Naureen Rahim wrote this letter to her mother and handed it to the nurse of the Covid-19 ward at Square Hospital. They were in the same hospital but for them it felt like they were miles away. She thought as they cannot see each other and it is difficult for her mother to talk through the oxygen mask, an old-fashioned letter might be a good way to communicate.

Naureen still has the letter as it made her feel like it is a piece of her mother who lost her fight against Covid-19 in mid-January.

She was pleading to her children: “Can you do something so that I can live for a few more days?”

Naureen is one of the family members of those 8,182 people who died of Covid-19 since the virus spread out in Bangladesh. Dhaka Tribune reached out to a few who lost their loved ones to Covid-19. 

Everyone is hoping to leave the pandemic behind them as the vaccination has started, but, there are people who went through unfathomable pain and loss as their loved ones could not survive Covid-19.   

A few of them opened up to Dhaka Tribune about their journey of dealing with the grieving process and how it was different in the time of coronavirus. The grieving process was devoid of touching the loved ones for the very last time.

“My house smells like my mother. I know my father feels empty when he sees her saree in the closet and clumps of her hair on the comb,” said Naureen. 

Her father brought a red saree for her mother for their 50th anniversary on February 20 but her mother lost the battle against Covid-19 on January 19 this year.

Naureen’s 66-year-old mother, Taftun Nazneen, was in the high-risk group as she was undergoing dialysis for kidney diseases. Naureen, an academic, used to take care of her mother. 

“I used to point at people who were undergoing dialysis for a long time and still surviving so that she does not lose hope. But I didn’t realize back then that Covid-19 will take her life, not the kidney disease,” said Naureen.

“We used to watch TV to get updates about Covid-19 deaths. Who would have thought my mother would be one of them? The numbers are not just numbers. These are stories. These are stories of pain and loss,” she told this correspondent.
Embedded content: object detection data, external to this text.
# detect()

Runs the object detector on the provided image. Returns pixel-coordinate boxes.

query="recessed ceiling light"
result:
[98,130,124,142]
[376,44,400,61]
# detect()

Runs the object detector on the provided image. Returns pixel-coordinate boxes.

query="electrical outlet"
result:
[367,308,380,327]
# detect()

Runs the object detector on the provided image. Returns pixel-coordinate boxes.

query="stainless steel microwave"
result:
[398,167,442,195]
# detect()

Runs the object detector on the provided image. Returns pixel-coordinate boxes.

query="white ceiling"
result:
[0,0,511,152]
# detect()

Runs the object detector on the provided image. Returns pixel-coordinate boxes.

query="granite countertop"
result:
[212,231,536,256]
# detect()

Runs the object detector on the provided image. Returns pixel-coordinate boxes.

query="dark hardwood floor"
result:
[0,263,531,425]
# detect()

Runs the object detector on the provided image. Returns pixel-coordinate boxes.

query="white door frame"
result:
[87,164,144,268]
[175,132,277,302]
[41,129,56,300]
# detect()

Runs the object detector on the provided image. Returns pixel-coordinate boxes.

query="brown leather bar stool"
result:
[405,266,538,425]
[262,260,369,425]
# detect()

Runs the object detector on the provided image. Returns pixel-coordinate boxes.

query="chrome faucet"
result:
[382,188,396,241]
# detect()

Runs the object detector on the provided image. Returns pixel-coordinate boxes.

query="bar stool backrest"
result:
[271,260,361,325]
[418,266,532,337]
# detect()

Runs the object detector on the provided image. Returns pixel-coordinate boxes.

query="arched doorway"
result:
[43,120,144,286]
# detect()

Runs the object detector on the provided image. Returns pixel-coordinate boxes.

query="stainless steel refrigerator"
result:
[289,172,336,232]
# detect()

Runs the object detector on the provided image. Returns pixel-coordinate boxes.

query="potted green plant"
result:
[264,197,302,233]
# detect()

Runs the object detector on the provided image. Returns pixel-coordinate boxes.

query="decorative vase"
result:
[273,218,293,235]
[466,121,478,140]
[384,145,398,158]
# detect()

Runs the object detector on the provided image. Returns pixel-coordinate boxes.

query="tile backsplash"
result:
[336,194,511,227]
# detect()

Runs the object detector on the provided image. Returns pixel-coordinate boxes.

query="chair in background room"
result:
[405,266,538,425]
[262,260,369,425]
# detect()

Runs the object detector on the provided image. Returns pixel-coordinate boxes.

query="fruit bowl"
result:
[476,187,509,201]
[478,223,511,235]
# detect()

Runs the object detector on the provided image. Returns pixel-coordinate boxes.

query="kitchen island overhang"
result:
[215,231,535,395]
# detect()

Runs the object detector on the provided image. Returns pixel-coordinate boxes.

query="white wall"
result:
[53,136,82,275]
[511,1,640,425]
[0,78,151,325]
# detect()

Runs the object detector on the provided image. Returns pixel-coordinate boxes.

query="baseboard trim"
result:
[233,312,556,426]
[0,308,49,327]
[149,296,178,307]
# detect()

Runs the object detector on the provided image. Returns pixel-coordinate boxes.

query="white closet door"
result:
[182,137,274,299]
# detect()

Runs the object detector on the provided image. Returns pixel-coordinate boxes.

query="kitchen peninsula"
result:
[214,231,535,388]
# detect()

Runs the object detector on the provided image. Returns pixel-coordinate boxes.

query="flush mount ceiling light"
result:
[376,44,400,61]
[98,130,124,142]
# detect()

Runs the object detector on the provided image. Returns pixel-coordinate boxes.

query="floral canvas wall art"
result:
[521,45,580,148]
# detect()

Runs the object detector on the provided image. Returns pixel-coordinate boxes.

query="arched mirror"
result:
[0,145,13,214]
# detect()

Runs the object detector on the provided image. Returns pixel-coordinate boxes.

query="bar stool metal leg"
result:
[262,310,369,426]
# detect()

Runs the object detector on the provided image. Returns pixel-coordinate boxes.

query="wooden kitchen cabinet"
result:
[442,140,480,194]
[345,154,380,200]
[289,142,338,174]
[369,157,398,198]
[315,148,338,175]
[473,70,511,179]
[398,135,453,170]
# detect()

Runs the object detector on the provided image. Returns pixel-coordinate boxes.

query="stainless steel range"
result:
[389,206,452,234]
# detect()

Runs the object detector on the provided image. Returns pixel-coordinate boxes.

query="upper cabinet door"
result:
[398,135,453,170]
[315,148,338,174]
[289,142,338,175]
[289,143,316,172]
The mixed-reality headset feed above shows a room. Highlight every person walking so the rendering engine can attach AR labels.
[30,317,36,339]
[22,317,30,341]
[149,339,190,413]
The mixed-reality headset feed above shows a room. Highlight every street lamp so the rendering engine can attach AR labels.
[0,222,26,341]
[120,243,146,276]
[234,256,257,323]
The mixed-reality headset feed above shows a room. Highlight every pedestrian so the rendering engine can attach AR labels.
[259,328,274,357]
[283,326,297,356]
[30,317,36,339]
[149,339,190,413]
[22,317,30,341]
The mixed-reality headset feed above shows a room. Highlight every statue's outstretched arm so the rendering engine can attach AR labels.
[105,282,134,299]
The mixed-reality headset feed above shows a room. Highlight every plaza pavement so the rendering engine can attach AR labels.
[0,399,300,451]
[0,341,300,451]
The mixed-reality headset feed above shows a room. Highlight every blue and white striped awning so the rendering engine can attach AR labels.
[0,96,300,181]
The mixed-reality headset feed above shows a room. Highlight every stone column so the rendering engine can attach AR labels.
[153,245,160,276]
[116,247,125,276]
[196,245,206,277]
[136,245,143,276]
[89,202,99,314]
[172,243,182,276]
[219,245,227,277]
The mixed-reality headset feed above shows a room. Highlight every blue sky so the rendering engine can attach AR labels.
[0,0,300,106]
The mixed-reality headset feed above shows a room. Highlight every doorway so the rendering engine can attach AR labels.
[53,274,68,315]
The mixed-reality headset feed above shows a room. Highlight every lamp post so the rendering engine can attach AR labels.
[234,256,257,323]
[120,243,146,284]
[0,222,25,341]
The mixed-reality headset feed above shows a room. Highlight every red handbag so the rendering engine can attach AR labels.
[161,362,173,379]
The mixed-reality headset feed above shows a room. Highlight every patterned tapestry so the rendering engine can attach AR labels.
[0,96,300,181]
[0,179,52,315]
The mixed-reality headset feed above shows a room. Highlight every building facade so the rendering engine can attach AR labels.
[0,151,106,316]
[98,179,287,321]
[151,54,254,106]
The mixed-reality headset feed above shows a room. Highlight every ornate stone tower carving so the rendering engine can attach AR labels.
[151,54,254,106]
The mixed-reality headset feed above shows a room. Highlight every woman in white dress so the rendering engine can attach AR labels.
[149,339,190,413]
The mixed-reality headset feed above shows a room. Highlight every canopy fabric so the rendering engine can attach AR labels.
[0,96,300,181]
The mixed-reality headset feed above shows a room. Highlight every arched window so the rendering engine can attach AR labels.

Nahid Amin Lina’s father Nurul Amin was begging his children not to leave him in the hospital. All the lab reports and symptoms were indicating that her father might have Covid-19. 

Being a doctor, she knew there is a high possibility that her father contracted the virus but being a daughter, she was hoping for a miracle.

However, the miracle did not happen. After almost a week-long battle, her father lost the battle in mid-June last year. The only thing that kept them going at that time was that her father was not lonely in his final days like other Covid-19 patients. Lina had access to the ward since she was a doctor and took care of him.

“It was not a lonely death. I hope he had this feeling of relief that he can reach out to his family if he needed anything before his death,” said Lina.    

Lina’s 77-year-old father was healthy and active until he got Covid-19. His family was not expecting him to give in to Covid-19 as he was showing mild symptoms. Lina did not know how to break the news of his death to her mother. Her family unplugged the landline connection so that her mother could not call anyone. 

“I do not know how she received the news. I did not have the courage to see her when she heard about my father’s death,” said Lina. 

Lina was tested positive as well 14 days after her father died. She had mild symptoms and did not need hospitalization but her family was extremely worried as they were still coping with the loss of her father. 

“I still call my baba’s number although I know nobody will pick up from the other side. I ask how he is doing and then hang up,” Lina told Dhaka Tribune. 

Lina knows she will never hear her father’s voice again, she knows nobody will come to hang the mosquito net at night, but she believes she will be reunited with her father in the afterlife.

“The only way to cope with the loss and grief for me is the hope of seeing him again on the other side of life,” said Lina.